The bill proposes 19 amendments across key legislations, including the Reserve Bank of India Act, 1934; the Banking Regulation Act, 1949; and acts governing the State Bank of India and public sector banks. Key changes aim to:
- Strengthen Governance: Improve audit quality, reporting consistency, and depositor protection.
- Enhance Customer Convenience: Allow account holders up to four nominees and redefine ‘substantial interest’ limits for directorships, raising the threshold from ₹5 lakh to ₹2 crore.
- Safeguard Investor Interests: Transfer unclaimed dividends, shares, and bond-related interests to the Investor Education and Protection Fund (IEPF) with provisions for claims or refunds.
Sitharaman highlighted the evolving banking sector’s need for robust reforms. “These amendments will improve governance, safeguard investors, and provide enhanced customer convenience,” she said.

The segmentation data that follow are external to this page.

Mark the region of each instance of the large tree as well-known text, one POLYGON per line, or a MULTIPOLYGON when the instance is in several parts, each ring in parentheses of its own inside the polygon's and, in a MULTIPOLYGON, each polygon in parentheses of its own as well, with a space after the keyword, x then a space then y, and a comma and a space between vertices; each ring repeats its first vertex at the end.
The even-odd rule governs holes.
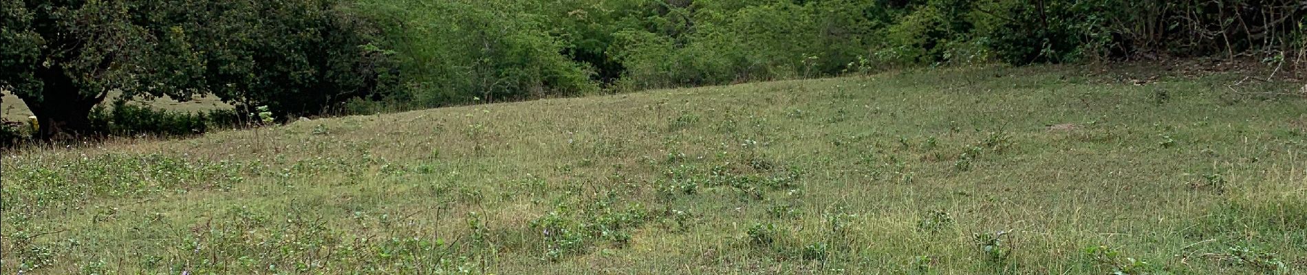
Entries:
POLYGON ((0 87, 39 119, 41 138, 80 134, 110 91, 190 98, 196 61, 153 7, 123 0, 0 0, 0 87), (174 53, 183 52, 182 56, 174 53), (171 56, 163 56, 171 55, 171 56), (178 80, 182 80, 179 83, 178 80))
POLYGON ((110 91, 318 115, 397 83, 375 29, 337 0, 0 0, 0 90, 47 139, 88 132, 110 91))

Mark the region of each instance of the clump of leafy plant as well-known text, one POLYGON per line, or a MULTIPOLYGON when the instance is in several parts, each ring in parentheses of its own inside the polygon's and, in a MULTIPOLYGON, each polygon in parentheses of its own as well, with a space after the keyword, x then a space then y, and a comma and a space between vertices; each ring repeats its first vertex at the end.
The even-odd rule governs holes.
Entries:
POLYGON ((1111 267, 1112 275, 1144 275, 1158 271, 1158 267, 1153 266, 1153 263, 1131 257, 1123 257, 1119 250, 1106 245, 1090 246, 1085 249, 1085 254, 1097 261, 1099 265, 1111 267))
POLYGON ((921 215, 920 220, 916 223, 916 229, 935 233, 953 227, 954 223, 955 222, 949 212, 945 212, 944 210, 931 210, 927 211, 925 215, 921 215))
POLYGON ((753 245, 771 245, 776 241, 776 225, 771 223, 754 223, 745 233, 749 235, 749 244, 753 245))
POLYGON ((1002 237, 1005 235, 1008 235, 1006 231, 972 235, 972 240, 985 262, 995 265, 1008 262, 1008 257, 1012 255, 1012 250, 1004 244, 1002 237))

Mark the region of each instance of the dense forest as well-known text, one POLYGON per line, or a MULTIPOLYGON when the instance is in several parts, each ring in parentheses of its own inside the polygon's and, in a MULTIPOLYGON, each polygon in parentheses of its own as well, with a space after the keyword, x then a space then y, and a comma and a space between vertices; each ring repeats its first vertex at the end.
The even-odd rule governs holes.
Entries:
POLYGON ((1299 72, 1304 26, 1297 0, 3 0, 0 90, 48 139, 157 96, 240 120, 987 63, 1299 72))

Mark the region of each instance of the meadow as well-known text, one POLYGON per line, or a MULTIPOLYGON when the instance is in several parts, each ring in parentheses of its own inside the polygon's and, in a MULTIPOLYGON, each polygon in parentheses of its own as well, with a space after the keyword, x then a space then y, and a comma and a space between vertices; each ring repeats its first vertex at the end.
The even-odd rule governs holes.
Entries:
POLYGON ((1242 78, 923 69, 30 147, 0 272, 1307 272, 1302 83, 1242 78))

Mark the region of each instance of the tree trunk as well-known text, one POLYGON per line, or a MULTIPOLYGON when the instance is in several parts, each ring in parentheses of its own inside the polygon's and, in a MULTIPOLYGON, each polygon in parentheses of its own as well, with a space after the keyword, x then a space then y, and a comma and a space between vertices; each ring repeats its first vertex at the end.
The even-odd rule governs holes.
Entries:
POLYGON ((81 91, 60 66, 38 69, 37 77, 44 83, 39 94, 18 93, 18 98, 37 116, 37 138, 51 141, 89 134, 90 109, 105 99, 106 93, 81 91))
POLYGON ((94 104, 86 107, 86 104, 56 103, 31 109, 37 115, 38 126, 41 126, 37 137, 50 141, 90 134, 91 107, 94 104))

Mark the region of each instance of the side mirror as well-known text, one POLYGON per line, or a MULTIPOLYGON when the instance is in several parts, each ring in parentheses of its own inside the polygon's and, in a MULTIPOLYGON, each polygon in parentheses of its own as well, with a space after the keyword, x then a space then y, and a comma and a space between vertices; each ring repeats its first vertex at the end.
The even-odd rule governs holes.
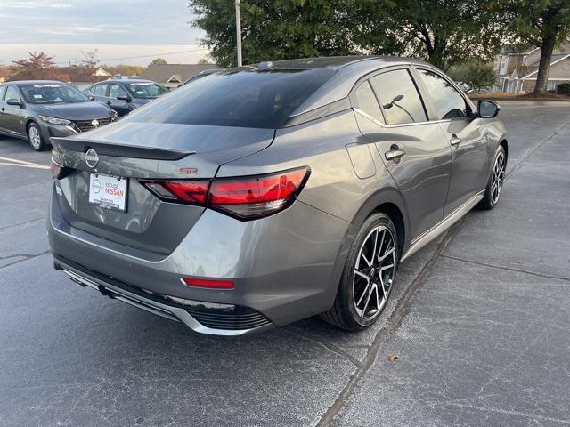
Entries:
POLYGON ((15 98, 11 98, 10 100, 6 101, 6 104, 8 105, 17 105, 19 107, 21 107, 21 101, 20 100, 16 100, 15 98))
POLYGON ((481 118, 496 117, 501 111, 501 106, 489 100, 479 100, 477 113, 481 118))

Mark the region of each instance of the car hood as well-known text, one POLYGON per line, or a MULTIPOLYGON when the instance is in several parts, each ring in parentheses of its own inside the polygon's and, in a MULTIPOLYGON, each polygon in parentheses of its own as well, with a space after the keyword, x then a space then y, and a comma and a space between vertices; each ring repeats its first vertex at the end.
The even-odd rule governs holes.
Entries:
POLYGON ((109 109, 98 102, 34 105, 33 109, 43 116, 68 120, 107 118, 110 116, 109 109))

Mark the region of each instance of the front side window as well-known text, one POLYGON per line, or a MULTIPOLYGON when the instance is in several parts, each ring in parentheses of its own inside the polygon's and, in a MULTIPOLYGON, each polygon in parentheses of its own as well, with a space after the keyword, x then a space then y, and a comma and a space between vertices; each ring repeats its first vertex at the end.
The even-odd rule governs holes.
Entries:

For cooperative banks, the amendments increase director tenure from 8 to 10 years, align with constitutional reforms, and grant Central Cooperative Bank directors eligibility to serve on State Cooperative Bank boards.
Additional proposals include:
- Auditor Remuneration Flexibility: Empowering banks to decide statutory auditor payments.
- Regulatory Compliance Simplification: Redefining reporting dates to the 15th and last day of every month, replacing the current second and fourth Fridays.
These reforms are poised to ensure better protection for depositors, streamline regulatory frameworks, and improve operational efficiency across India’s banking landscape.